Jonathan: Great. Thanks, Andy, for coming on. It's great to have you here. Would you do a brief introduction? Tell us what you do, maybe where you work, and maybe why you know something about Kubernetes?
Andy: Yes, sure. Thanks for having me today. I've been working with Kubernetes for about ﬁve years now, l think. I've lost track about a year ago on exactly how long it's been. I came from a sysadmin background building networks as a kid with my dad. Did a lot of sysadmin work at a company in Denver that did web conferencing software.
Our team got slashed in half and we were forced to reevaluate our priorities, and so I started working in Kubernetes. I got the opportunity for the next year and a half to really just focus on that, build out a production product running in Kubernetes. After that, I left and I came to this company that I work at now called Fairwinds. All we do is Kubernetes all day long. I spent the ﬁrst couple of years working just directly for customers, running their infrastructure in Kubernetes. In the last year or so, I've been taking more of a leadership role as our senior technical resource.
Jonathan: Great. You say you work with Kubernetes all day long, are you essentially the company that people outsource their Kubernetes management to? Is that how that works?
Andy: Yes, we have done that in the past. Over the last couple of years, we have begun to focus on, and are focused on building software to help teams run Kubernetes specifically. The management piece is deﬁnitely something we do. We still know how to do it. We help people get successful in Kubernetes, but we are truly focused on building software that helps people to be successful.
Jonathan: Wonderful. That really puts you in a unique position, I think, to help answer the question for today. Before we dive in and just directly answer that question though of which platform should we use for Kubernetes, I'm curious, maybe if you want to talk-- Of course, we have the big three. There's many ways to run Kubernetes, but the big three cloud providers, Google, Amazon and Azure, what's your experience with these three? Do you have any just off-the-top pros or cons from something that attracts you to one or the other?
Andy: Yes. I've deﬁnitely worked in all three of the big ones. I've also worked in DigitalOcean on a personal level. I've done a lot of stuff there in [unintelligible 00:02:54]. I also did an evaluation of Linode's Kubernetes offering. Actually, that's probably a while ago now. First takes, I started out in Amazon. That was where the company was when I was there. Amazon felt the most like a traditional data center to me when I ﬁrst started working in it. That's what really spoke to me as a former, or reformed sysadmin as they say. [chuckles] Coming to Fairwinds, I got to have lots of experience in both GKE and AKS, both of those platforms.

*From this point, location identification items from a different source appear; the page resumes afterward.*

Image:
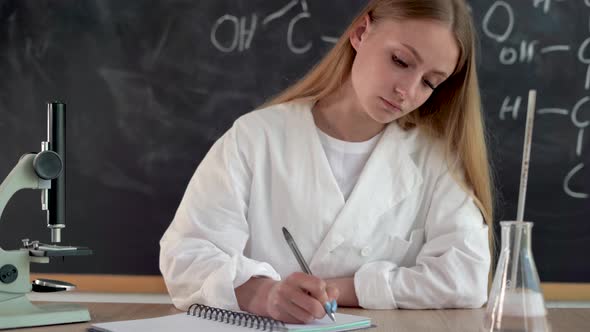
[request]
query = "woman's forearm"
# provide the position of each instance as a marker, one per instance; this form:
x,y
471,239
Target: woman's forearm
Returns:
x,y
347,297
252,295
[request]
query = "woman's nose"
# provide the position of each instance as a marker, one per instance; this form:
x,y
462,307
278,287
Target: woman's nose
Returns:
x,y
406,88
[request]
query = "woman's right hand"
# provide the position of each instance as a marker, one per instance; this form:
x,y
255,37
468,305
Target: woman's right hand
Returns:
x,y
299,298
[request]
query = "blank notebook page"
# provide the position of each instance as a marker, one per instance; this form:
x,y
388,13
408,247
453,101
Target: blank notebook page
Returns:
x,y
184,322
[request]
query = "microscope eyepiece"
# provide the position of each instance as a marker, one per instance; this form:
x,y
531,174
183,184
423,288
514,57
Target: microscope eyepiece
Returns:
x,y
48,165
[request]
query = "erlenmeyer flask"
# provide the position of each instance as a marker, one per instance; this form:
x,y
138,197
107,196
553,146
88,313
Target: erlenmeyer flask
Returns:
x,y
516,301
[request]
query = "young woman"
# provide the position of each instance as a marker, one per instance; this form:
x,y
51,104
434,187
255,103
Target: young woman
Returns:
x,y
375,162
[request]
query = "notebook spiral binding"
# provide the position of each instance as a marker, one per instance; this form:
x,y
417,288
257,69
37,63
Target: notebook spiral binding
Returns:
x,y
235,318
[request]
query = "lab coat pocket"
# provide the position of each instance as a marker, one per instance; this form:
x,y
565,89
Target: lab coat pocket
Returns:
x,y
412,247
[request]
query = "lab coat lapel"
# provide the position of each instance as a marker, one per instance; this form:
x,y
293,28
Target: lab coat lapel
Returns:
x,y
389,176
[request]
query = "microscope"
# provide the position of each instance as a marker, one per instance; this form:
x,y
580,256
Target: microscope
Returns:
x,y
45,171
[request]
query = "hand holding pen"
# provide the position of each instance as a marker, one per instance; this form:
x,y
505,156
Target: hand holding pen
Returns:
x,y
329,306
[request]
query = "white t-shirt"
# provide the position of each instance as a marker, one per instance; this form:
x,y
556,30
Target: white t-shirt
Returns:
x,y
347,159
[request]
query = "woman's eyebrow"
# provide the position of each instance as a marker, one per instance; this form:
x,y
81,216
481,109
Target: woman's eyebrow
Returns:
x,y
419,58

They all have their pros and cons. If I had to pick one right off tomorrow, I would probably stick with the Amazon. If totally greenﬁeld, coming out of nowhere, that might be what I'd pick, but I can't say necessarily that I would absolutely pick one over the other. There's so many factors that go into that decision and so many pros and cons to each one.
Jonathan: We'll dig into some of those here in just a minute. My experience, I started with Google and GKE. In fact, I actually started playing with GKE, I think before Amazon even had theirs available yet. Google is, of course, the ﬁrst. They more or less invented Kubernetes, depending on how you want to define invention. It makes sense that they were there ﬁrst, but everybody else is catching up so fast. Of course, Google knew that was going to happen when they open-sourced it and made it a community project. Briefly, what would you say are the top two or three reasons that you would choose Amazon? Let's just start with that. Let's just start with Amazon. What are the top two or three reasons that you like Amazon for Kubernetes?

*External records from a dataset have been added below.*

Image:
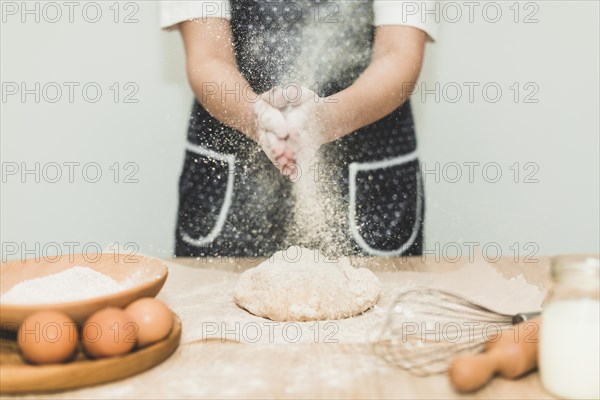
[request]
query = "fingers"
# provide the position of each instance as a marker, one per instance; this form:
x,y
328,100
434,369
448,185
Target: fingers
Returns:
x,y
270,119
276,97
293,95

Andy: I've mentioned one already. The structure of networking and VPCs in Amazon really likens itself very much to the older data center mindset. If you're coming from that world, it's much easier to wrap your head around it, in my opinion. I really like that aspect of it. As far as the managed Kubernetes offering, EKS has come a long way. I also started in GKE before Amazon had an offering. We were using Kops on AWS back before EKS existed.
EKS has come a long way. It is really a lot better than it used to be. I know there are still pain points around managing EKS and upgrading EKS, but with the advent of managed node groups and things like that, it's really starting to catch up in terms of feature set. In Amazon, one of the biggest things to think about when choosing any cloud provider is all the surrounding services. It's not just Kubernetes. You're not running everything in your Kubernetes cluster most likely. In fact, in most cases, I won't recommend that you do that. The surrounding services in Amazon-- RDS is a great product or was a great product. There's a huge list of services that you can use in Amazon around your Kubernetes cluster that are fantastic. That'd probably be the top two there, I think.

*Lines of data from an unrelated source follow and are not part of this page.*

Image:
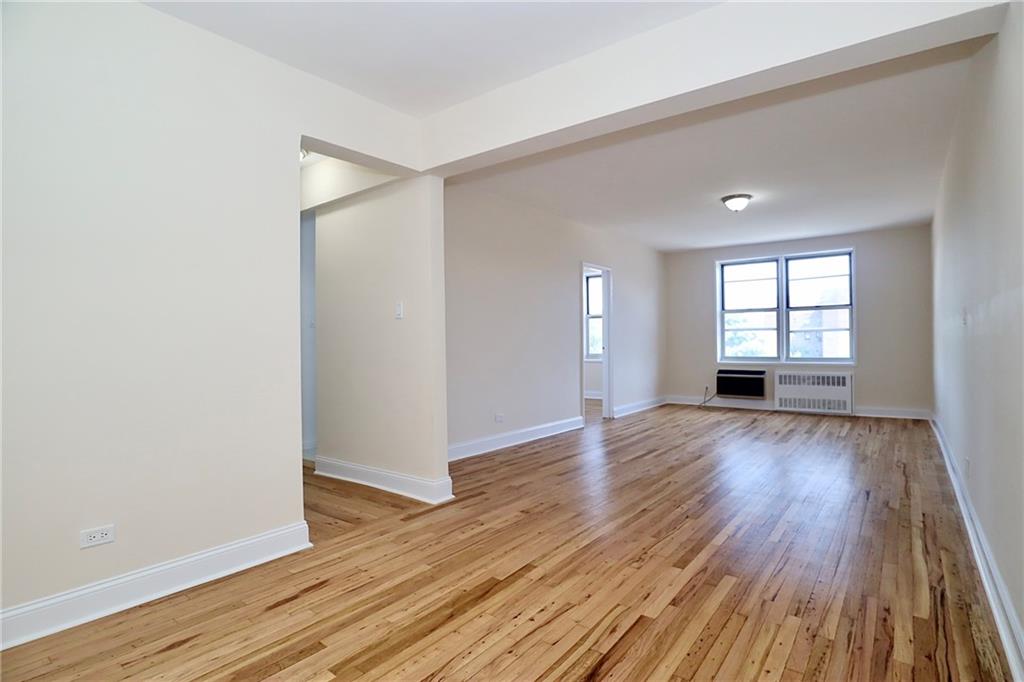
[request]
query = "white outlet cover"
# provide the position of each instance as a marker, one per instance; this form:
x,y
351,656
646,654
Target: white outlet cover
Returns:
x,y
98,536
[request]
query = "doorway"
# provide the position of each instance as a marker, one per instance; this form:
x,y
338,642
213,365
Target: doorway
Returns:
x,y
596,347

Jonathan: If somebody asked you the same question. Let's just do the two. Let's do Google and Azure. What are the beneﬁts that each of those provide?
Andy: GKE and Google, really easy to get started in GKE. It's super easy to get going in GKE. Autopilot is a very promising new thing with GKE if you're willing to accept all the guardrails that it puts around everything. I really like the concept of what they do there. The networking in GKE is, one might say, easier, but it's also a little bit more obscure as to what is actually happening in your network. If it's something that you're comfortable with learning, it could be a really easy way to do a lot of the networking pieces. Just the length of time that it's been around. GKE has been-- They've been around the block. There's a lot of experience there and you can't really put a price on that, in my opinion. That covers GKE.
Let's talk about Azure AKS. That's a little bit tougher one. We haven't done a lot of Azure, we haven't done a lot of AKS. I will fully admit it's not my favorite platform. There are beneﬁts to it, but I think they're mostly outside of Kubernetes speciﬁcally. I think if you're a big Active Directory shop, you're already using Active Directory, that's a great reason to go Azure because it's going to be familiar to you. I was a Windows sysadmin before I was a Linux admin. I can see how, if I was still in that world, the Azure ecosystem might speak to me.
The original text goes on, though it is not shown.